Kayanja meanwhile has a penchant for wearing sharp suits even when going to cover a riot. He likes to look his best on TV. So when the soldiers pounced on him, he was totally flummoxed that they dared tear-up the double-breast jacket he was wearing. And yes, they also threw his TV camera onto the tarmac and trampled on it.
The next day, April 29, as members of the public were still excitedly debating the increasing attacks on journalists by security agents more gloomy news came in: Robert Kagolo, a top news manager at the government-owned Uganda Broadcasting Corporation (UBC) had been shot dead in the night.
Details of Kagolo’s shooting were still scanty by the time we went to press but it appears he was shot dead by a Local Defence Unit (LDU) guard stationed at his brother’s house in Bugembejembe village, Wakiso District. Kagolo had requested police to deploy security at the house because he was allegedly in fear of his life after his brother was kidnapped and murdered by unknown people a week earlier. Kagolo was returning from burying his brother when he too was killed.
Initial reports suggested that Kagolo’s killing was possibly unrelated to his work as a journalist. But his killing was quickly picked on and added to the stories of how security forces are brutalising journalists. Earlier, on April 22, another TV reporter, Enock Matovu, was pounced on and badly battered by soldiers in Mityana. His injuries were so severe he had to be admitted Mityana Hospital.
The attacks continued after the elections and prompted the heads of media stations on April 16 to meet with the top brass of the Uganda Army and plead for the safety of journalist. They agreed on a Memorandum of Understanding that the security forces would end brutalising journalists.
The army side was led by UPDF Gen. David Muhoozi and the media team led by National Association of Broadcasters chairperson, Kin Kariisa, who is the CEO of Next Media Group which runs a number of electronic media outlets.
The MOU agreed read in part that: “Both parties shall develop a training plan to sensitise and train journalists on how operations should be covered and for the UPDF, on how journalists and media practitioners should be treated and handled during operations”.
The media honchos even played a friendly soccer game with their erstwhile tormenters. But it appears the rapprochement was to be short-lived.
Stories of attacks on journalists have added significance because they were occurring just days to commemoration of World Press Freedom Day on May 03 and on the back of scathing report by Journalists Without Frontiers that rapped the Ugandan government for its clampdown on the media in 2020 in the run-up to the Jan. 14, 2021 general elections.
Freedom of Press ranking
In their report, RSF, kept Uganda’s ranking on the Freedom of Press Index steady at number 125 out of 180 countries. Ethiopia was at number 101, Kenya at 102, Tanzania at 124, Burundi at 147, and Rwanda trailed at 157.
The report noted that acts of intimidation and violence against reporters are an almost daily occurrence in Uganda. One press freedom watchdog, Human Rights Network for Journalists (HRNJ), said it documented over 100 attacks from November to the election.
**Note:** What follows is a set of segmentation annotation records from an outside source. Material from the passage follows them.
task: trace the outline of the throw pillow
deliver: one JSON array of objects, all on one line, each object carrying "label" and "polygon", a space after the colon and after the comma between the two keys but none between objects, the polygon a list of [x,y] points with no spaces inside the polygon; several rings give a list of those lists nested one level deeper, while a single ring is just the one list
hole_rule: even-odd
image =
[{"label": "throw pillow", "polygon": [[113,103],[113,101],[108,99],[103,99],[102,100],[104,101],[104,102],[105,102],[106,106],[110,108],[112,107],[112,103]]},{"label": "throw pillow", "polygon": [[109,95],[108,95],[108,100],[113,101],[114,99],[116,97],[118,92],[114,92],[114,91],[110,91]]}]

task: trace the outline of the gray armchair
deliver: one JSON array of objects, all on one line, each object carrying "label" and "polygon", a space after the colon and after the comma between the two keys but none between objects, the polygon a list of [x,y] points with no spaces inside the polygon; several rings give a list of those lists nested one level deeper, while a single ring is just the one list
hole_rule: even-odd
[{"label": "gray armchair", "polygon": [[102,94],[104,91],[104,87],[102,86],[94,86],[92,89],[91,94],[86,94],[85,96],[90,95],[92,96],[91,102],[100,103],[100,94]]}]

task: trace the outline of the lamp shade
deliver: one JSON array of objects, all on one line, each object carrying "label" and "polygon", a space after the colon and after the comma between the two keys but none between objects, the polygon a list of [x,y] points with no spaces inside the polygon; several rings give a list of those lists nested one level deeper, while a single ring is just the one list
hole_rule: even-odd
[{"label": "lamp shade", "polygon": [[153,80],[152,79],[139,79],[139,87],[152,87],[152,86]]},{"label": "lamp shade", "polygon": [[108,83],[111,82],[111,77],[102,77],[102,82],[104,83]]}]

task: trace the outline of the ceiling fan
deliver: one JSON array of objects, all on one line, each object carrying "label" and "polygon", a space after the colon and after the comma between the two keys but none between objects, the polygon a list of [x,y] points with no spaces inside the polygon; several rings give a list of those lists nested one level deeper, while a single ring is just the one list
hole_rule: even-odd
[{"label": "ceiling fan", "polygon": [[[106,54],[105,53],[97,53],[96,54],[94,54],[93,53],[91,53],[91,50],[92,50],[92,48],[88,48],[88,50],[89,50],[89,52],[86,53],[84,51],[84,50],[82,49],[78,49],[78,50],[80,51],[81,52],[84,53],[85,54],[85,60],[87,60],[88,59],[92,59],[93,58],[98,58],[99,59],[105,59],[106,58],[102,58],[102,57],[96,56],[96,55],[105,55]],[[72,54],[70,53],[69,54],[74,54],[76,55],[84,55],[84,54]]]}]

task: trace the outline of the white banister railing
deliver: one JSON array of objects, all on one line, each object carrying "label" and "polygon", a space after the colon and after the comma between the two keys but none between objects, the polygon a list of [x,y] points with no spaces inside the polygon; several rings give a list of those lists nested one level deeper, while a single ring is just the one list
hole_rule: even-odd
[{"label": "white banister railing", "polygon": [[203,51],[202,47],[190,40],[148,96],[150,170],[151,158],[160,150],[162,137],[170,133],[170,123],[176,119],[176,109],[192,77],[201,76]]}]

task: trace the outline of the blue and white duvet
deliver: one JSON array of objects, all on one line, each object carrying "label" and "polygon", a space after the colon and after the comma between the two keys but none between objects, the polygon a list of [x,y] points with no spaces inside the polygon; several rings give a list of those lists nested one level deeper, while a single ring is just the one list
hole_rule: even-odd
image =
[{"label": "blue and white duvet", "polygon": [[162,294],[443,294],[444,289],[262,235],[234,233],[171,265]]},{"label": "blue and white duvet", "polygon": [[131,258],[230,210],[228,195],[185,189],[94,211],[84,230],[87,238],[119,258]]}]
“The security services, which are the leading press freedom violators, often target journalists and detain them arbitrarily,” they said.
They added that President Yoweri Museveni, who has been in power for the past 35 years, tolerates no criticism and often uses hate speech in his references to the media, as in a 2018 press conference when he called journalists “parasites”.
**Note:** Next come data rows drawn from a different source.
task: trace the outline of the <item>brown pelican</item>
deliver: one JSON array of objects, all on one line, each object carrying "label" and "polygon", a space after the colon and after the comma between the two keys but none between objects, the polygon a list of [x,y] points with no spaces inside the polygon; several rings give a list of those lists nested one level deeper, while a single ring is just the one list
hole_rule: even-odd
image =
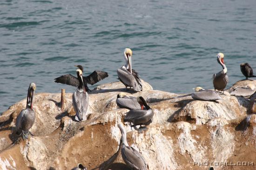
[{"label": "brown pelican", "polygon": [[252,68],[248,63],[241,64],[240,65],[240,70],[246,78],[246,79],[248,79],[249,77],[256,77],[256,76],[253,75]]},{"label": "brown pelican", "polygon": [[134,148],[129,146],[126,138],[126,132],[123,125],[121,124],[118,124],[118,127],[122,134],[123,144],[121,154],[124,162],[132,170],[148,170],[148,165],[144,157]]},{"label": "brown pelican", "polygon": [[[132,109],[127,112],[124,117],[124,121],[133,123],[132,127],[136,128],[137,125],[148,125],[152,122],[152,118],[154,116],[153,110],[147,104],[145,99],[139,96],[137,98],[138,102],[141,105],[141,110]],[[145,108],[145,109],[144,109]]]},{"label": "brown pelican", "polygon": [[228,70],[224,63],[224,54],[220,52],[217,54],[217,61],[222,66],[223,70],[213,75],[212,77],[213,86],[215,91],[216,91],[216,89],[223,91],[222,94],[224,94],[225,88],[229,82],[229,77],[227,75]]},{"label": "brown pelican", "polygon": [[[81,65],[75,65],[75,66],[78,67],[83,72],[83,68]],[[83,76],[83,81],[85,89],[87,91],[91,91],[87,86],[88,83],[93,85],[108,77],[108,72],[99,71],[94,71],[88,76]],[[79,84],[78,79],[71,74],[63,75],[55,78],[54,80],[54,82],[56,83],[65,84],[76,87],[77,87]]]},{"label": "brown pelican", "polygon": [[117,105],[121,108],[128,109],[141,109],[141,105],[139,104],[137,100],[137,98],[133,96],[127,96],[123,92],[121,92],[117,95],[116,102]]},{"label": "brown pelican", "polygon": [[248,86],[249,87],[236,87],[235,88],[232,88],[230,95],[242,97],[243,98],[250,96],[254,93],[255,91],[250,88],[249,85]]},{"label": "brown pelican", "polygon": [[73,106],[75,111],[75,120],[84,121],[87,119],[87,114],[88,108],[88,97],[84,85],[82,72],[80,69],[76,70],[76,74],[79,81],[78,87],[72,96]]},{"label": "brown pelican", "polygon": [[126,65],[117,69],[117,75],[120,81],[122,82],[125,88],[132,87],[136,92],[141,91],[142,86],[140,76],[135,70],[132,69],[132,50],[129,48],[126,48],[124,52],[124,60]]},{"label": "brown pelican", "polygon": [[200,87],[196,87],[195,89],[195,92],[191,94],[192,98],[195,100],[215,101],[222,99],[216,92],[204,90]]},{"label": "brown pelican", "polygon": [[78,163],[77,167],[75,167],[72,169],[71,170],[87,170],[88,169],[86,167],[85,167],[81,163]]},{"label": "brown pelican", "polygon": [[16,134],[20,135],[22,133],[23,140],[28,138],[28,131],[34,122],[35,114],[33,109],[33,98],[35,89],[35,84],[31,83],[27,91],[26,109],[20,111],[16,119]]}]

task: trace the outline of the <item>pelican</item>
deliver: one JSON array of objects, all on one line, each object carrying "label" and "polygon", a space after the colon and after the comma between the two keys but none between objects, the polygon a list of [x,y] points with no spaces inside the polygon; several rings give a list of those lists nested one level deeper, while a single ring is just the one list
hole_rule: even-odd
[{"label": "pelican", "polygon": [[153,110],[147,104],[145,99],[141,96],[138,97],[137,100],[143,109],[131,110],[127,112],[124,119],[124,122],[132,123],[133,125],[132,127],[134,126],[135,129],[135,126],[137,125],[141,126],[142,124],[149,124],[152,122],[152,118],[154,116]]},{"label": "pelican", "polygon": [[223,70],[218,72],[217,74],[214,74],[212,76],[213,86],[214,90],[216,89],[219,91],[225,91],[225,88],[229,82],[229,77],[227,75],[228,69],[224,63],[224,54],[220,52],[217,54],[217,61],[222,66]]},{"label": "pelican", "polygon": [[117,105],[121,108],[128,109],[141,109],[141,105],[138,103],[137,98],[133,96],[127,96],[123,92],[121,92],[117,95],[116,102]]},{"label": "pelican", "polygon": [[132,170],[148,170],[148,165],[144,157],[134,148],[129,146],[126,138],[126,132],[122,124],[118,124],[118,127],[122,134],[123,144],[121,149],[121,154],[125,163]]},{"label": "pelican", "polygon": [[20,135],[22,133],[22,138],[28,138],[29,130],[32,127],[35,118],[35,114],[33,109],[33,98],[36,85],[31,83],[27,91],[27,106],[19,114],[16,120],[16,134]]},{"label": "pelican", "polygon": [[127,90],[127,87],[132,87],[136,92],[141,91],[142,86],[140,76],[135,70],[132,69],[132,50],[126,48],[124,52],[124,60],[126,64],[121,68],[117,69],[117,75],[120,81],[122,82]]},{"label": "pelican", "polygon": [[71,170],[87,170],[88,169],[86,167],[83,166],[81,163],[78,163],[77,167],[72,169]]},{"label": "pelican", "polygon": [[246,79],[248,79],[249,77],[256,77],[256,76],[253,75],[252,68],[248,63],[241,64],[240,65],[240,70],[243,74],[245,76]]},{"label": "pelican", "polygon": [[[84,69],[82,66],[81,65],[74,66],[78,67],[78,68],[81,70],[82,72],[83,72]],[[87,86],[88,83],[91,85],[93,85],[108,77],[108,72],[99,71],[94,71],[88,76],[83,76],[83,81],[85,90],[87,91],[91,91]],[[55,78],[54,80],[55,83],[65,84],[75,87],[77,87],[79,84],[78,79],[71,74],[63,75],[63,76]]]},{"label": "pelican", "polygon": [[230,95],[237,97],[242,97],[245,98],[252,95],[255,91],[250,88],[250,85],[248,85],[249,87],[236,87],[232,88]]},{"label": "pelican", "polygon": [[191,94],[192,98],[195,100],[215,101],[222,99],[216,92],[204,90],[201,87],[196,87],[195,92]]},{"label": "pelican", "polygon": [[75,111],[75,120],[84,121],[87,119],[88,116],[86,112],[88,108],[88,96],[84,85],[82,71],[76,70],[76,74],[79,85],[72,96],[73,106]]}]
“His reelection in early 2021 was preceded by an especially repressive campaign in which RSF logged more than 40 attacks on journalists and media in the final weeks,” the report said.
The report pointed out that the authorities censored media reports by cutting off the Internet and practised disinformation, describing some journalists as CIA agents.
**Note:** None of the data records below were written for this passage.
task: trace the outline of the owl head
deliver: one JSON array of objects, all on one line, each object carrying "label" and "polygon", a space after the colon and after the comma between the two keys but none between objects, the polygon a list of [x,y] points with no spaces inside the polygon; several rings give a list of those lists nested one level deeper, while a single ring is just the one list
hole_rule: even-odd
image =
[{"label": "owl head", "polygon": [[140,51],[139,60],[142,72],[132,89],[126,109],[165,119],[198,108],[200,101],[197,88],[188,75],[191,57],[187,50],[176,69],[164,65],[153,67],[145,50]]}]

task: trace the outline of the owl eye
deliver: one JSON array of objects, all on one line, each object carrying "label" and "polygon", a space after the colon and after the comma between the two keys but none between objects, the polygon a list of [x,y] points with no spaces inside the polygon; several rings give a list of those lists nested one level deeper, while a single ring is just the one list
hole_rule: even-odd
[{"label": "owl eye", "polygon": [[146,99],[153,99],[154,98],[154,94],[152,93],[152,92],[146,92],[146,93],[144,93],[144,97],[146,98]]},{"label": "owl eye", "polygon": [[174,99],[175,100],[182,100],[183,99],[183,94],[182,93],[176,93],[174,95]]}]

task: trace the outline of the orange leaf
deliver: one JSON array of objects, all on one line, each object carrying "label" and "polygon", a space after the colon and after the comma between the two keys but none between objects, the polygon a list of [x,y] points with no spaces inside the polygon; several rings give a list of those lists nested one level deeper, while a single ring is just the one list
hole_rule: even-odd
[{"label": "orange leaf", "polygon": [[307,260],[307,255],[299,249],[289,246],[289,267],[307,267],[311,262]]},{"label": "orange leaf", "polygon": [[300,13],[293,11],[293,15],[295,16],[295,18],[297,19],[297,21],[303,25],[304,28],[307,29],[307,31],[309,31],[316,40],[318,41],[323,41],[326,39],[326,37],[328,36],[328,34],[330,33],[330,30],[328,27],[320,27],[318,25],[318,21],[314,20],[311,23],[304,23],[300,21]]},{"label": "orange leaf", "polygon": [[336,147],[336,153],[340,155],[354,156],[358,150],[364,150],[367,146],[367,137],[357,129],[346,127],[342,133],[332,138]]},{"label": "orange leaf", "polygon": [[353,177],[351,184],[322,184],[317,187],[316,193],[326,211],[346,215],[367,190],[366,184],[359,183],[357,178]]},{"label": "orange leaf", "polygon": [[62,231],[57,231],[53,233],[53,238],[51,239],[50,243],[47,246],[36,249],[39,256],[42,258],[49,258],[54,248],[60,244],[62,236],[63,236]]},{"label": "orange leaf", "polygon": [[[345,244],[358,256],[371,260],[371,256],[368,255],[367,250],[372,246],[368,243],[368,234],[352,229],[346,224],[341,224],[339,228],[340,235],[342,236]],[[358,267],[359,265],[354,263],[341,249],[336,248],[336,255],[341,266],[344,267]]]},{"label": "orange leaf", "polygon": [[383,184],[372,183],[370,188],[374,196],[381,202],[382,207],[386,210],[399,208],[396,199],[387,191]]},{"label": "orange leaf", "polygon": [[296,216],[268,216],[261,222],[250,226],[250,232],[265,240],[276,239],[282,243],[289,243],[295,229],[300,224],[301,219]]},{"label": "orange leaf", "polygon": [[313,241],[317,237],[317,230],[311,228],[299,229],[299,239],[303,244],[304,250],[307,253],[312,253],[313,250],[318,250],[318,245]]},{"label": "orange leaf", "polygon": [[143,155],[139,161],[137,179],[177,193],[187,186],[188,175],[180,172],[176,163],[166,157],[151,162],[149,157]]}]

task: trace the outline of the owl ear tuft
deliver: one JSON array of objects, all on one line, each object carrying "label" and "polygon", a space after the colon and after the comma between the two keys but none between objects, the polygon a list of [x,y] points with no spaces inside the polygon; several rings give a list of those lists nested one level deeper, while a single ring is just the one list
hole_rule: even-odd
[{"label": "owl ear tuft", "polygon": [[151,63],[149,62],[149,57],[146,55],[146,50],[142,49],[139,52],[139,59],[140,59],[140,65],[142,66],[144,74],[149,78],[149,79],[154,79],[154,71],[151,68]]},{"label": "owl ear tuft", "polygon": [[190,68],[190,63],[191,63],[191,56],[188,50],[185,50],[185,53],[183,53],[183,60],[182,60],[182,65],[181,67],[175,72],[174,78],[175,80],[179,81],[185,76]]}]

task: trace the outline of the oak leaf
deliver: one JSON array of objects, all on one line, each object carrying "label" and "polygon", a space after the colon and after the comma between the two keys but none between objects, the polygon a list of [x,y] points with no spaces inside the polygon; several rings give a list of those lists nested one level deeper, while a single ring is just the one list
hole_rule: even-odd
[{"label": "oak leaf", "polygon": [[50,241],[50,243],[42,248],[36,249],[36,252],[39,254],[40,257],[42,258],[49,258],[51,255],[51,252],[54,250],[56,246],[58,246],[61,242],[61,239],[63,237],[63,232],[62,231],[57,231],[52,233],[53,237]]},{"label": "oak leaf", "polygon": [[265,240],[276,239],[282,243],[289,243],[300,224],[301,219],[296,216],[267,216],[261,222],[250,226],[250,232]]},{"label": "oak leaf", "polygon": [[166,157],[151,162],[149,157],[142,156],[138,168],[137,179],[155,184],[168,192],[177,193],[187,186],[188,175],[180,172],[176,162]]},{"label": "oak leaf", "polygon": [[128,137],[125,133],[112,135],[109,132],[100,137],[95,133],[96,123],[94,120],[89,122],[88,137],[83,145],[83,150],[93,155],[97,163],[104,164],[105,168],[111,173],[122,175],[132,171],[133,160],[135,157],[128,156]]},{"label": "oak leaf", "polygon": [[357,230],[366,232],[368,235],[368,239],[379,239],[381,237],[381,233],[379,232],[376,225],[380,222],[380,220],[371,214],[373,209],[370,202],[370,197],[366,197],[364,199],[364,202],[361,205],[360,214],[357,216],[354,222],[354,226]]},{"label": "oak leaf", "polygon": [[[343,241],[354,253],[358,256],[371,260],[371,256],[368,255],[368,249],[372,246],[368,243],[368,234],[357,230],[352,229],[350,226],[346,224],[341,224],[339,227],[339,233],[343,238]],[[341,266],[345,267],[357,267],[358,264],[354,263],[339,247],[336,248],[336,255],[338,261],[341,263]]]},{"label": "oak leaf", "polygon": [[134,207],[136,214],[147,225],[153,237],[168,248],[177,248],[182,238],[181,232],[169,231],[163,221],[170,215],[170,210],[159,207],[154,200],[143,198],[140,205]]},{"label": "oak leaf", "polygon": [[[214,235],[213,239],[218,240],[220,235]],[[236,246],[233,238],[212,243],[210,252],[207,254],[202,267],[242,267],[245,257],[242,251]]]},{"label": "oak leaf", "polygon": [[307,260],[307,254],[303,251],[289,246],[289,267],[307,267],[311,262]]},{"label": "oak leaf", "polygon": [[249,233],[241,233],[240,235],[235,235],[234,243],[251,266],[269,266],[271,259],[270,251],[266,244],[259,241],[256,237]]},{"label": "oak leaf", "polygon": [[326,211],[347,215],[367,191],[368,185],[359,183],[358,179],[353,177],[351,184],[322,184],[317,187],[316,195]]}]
“The persecution of journalists has been reinforced since June 2017 by the creation of a special team of state security officers and IT experts to scan posts on Facebook and other social networks for criticism of the government,” the report said.
Since 2018, use of social media is subject to a daily tax, the first of its kind in Africa, one that further undermines journalists and media outlets. Facebook has even suspended certain accounts held by officials and government sympathisers, accusing them of “manipulating the public debate”, the report added.
“It is not uncommon for the authorities to intervene directly to block the broadcasting of TV reports,” the report said, “In 2019 the police raided three commercial radio stations to cut short interviews with the opposition leader.”